Insurance Overpaid Report

The Insurance Overpaid Report finds situations where the insurance payment, plus any write-off, exceeds the procedure fee.

In Standard Reports, in the Monthly section, click Insurance Overpaid.

The purpose of this report is to identify situations where it may be necessary to adjust procedure fees to account for what insurance companies are paying. To resolve overpayments on procedures one-by-one, use the Procedures Overpaid Report instead.

To control user access to this report, see Report Setup: Security Permissions.

Filters

Calendar: Select the date range to run the report. Select the start date in the left calendar and the end date on the right calendar. Filters by procedure date.

Clinics: Select clinics to include in the report. Ctrl + click to select multiple clinics or check All (includes hidden) to include all clinics, including those marked hidden.

Filter Options:

Report Preview

Click OK to generate a print preview the report. Below is an example of the report and explanation of the report columns. For a description of toolbar buttons, Complex Report System.

Troubleshooting

To handle the items on this list, find the original EOBs and verify.
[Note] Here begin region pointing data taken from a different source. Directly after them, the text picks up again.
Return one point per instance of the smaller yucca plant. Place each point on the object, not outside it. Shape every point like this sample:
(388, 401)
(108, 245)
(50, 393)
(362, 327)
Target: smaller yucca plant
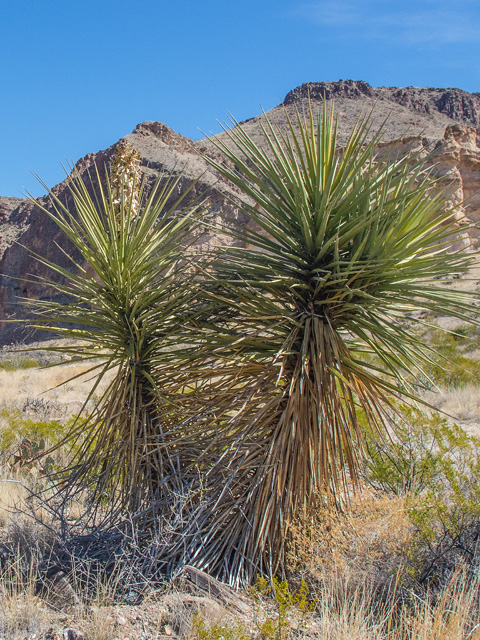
(127, 300)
Fixing Old Payment Amounts: It is unlikely that an entry error of the payment amount would have been the cause, because the daily deposit slip would not have balanced and the bank would have rejected the deposit. It is difficult to fix this kind of entry error. It will involve deleting the old deposit slip and the old insurance payment (not the claim procedure or the claim). Then, after fixing the payment amount, the insurance check and deposit would be recreated.

Fixing Old Write-offs: Add supplemental payments for the necessary procedures and correct the write-offs by adding negative write-off amounts.
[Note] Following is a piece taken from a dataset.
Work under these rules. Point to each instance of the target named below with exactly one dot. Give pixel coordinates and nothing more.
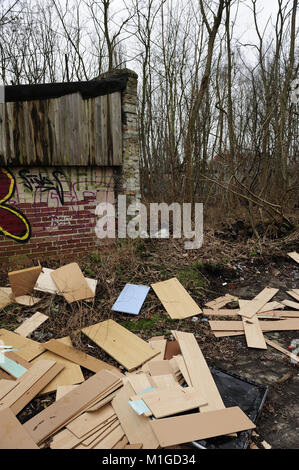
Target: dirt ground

Sending a Refund: If insurance truly did overpay, they must be notified so that a refund can be arranged. Open the claim, highlight the involved procedures, and click the Supplemental button at the upper right. Enter negative payment amounts. Create an insurance payment with a negative amount. This properly fixes the patient account and makes the patient responsible for the previous overpayment. If the overpayment was discovered after an unreasonable amount of time, the office has the option of entering a patient adjustment to not make the patient responsible.